Use of simplified destruction procedure made mandatory for Member States
Current law provides a simplified procedure for destruction of counterfeit or pirated products. However, use of this procedure has been optional and up to the discretion of the individual EU Member States. The New Regulation makes this procedure compulsory. Under this procedure, customs authorities will now be able to destroy goods detained at the border for infringement without the need for a judicial decision confirming the violation, if both the IP rights holder and the importer (in this case tacit consent may apply) provide their written consent to the destruction within 10 days.
Consent to the destruction of the goods is an admission that the goods infringe intellectual property rights, and under this procedure, parties may be able to avoid additional court costs and liability. If the importer does not consent to the destruction of the goods, the IP rights holder may initiate proceedings to determine whether a violation of intellectual property rights has occurred. The importer or recipient’s tacit consent—i.e. the absence of any explicit objection—within this 10-day period may, however, raise further procedural issues regarding the burden of proof, insofar as destructions may be performed by customs authorities without any judicial decision.
Information exchange between national authorities
To simplify and significantly expedite procedures, the New Regulation introduces methods for information exchange between national customs authorities and also identifies the specific types of data and information to be exchanged. A central electronic database will be used to exchange information on decisions on rights holders’ applications for action as well as national customs authorities’ actions on infringing goods.
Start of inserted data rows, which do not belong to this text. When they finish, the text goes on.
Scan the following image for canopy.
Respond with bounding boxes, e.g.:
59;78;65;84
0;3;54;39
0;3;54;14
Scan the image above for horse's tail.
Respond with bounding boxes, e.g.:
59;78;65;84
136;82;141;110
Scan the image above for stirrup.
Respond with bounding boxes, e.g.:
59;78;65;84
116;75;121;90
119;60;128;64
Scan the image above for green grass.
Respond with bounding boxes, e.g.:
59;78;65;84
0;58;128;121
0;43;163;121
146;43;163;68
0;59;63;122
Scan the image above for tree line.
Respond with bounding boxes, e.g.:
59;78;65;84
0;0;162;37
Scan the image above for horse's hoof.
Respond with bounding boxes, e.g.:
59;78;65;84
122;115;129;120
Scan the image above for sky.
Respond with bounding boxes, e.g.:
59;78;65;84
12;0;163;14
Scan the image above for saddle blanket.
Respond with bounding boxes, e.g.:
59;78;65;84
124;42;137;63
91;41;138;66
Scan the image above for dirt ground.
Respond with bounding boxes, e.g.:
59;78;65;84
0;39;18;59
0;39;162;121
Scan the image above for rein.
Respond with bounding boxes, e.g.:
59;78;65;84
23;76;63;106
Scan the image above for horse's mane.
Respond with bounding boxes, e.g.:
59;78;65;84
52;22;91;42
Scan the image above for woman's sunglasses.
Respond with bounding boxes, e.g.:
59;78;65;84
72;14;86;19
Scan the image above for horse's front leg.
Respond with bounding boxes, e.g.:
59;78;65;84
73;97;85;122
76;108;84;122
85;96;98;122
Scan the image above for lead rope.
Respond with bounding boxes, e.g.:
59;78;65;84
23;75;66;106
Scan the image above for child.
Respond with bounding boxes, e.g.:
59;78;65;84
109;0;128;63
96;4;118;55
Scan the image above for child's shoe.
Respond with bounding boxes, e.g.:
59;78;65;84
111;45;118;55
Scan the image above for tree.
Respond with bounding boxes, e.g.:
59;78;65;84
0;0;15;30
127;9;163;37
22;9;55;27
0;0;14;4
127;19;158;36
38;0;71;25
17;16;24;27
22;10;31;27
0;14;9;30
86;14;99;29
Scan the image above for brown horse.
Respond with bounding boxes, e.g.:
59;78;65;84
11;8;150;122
The New Regulation mandates that national customs authorities share information with the central database whenever they issue decisions granting applications for action, extend the period of protection for an application for action, or suspend a decision granting the application. These provisions for information exchange will enable customs authorities both to cooperate and act consistently with one another on anticounterfeiting efforts.
The costs of actions taken
The New Regulation provides that an IP rights holder reimburse the customs authorities for the costs incurred in carrying out enforcement activities. The rights holder can then apply for compensation from the infringer or importer and, where applicable, from its agents. These provisions on reimbursement of customs authorities by the IP rights holders as well as the ability to seek compensation from the infringer also apply to enforcement costs incurred in use of the simplified destruction procedure.
Current applications for action required to be refiled
Under the New Regulation all currently binding applications for action by the customs authorities granted in accordance with Regulation No. 1383/2003 will remain valid for the period specified in the applicable decisions of the customs authorities. The original application for action, however, may not be further extended; instead, a new application must be submitted under the New Regulation.
The current Regulation No. 1383/2003 will expire on 1 January 2014, after which the New Regulation No. 608/2013 will come into force. The European Commission implementing regulation for the New Regulation is still pending, but is expected to issue in the coming months.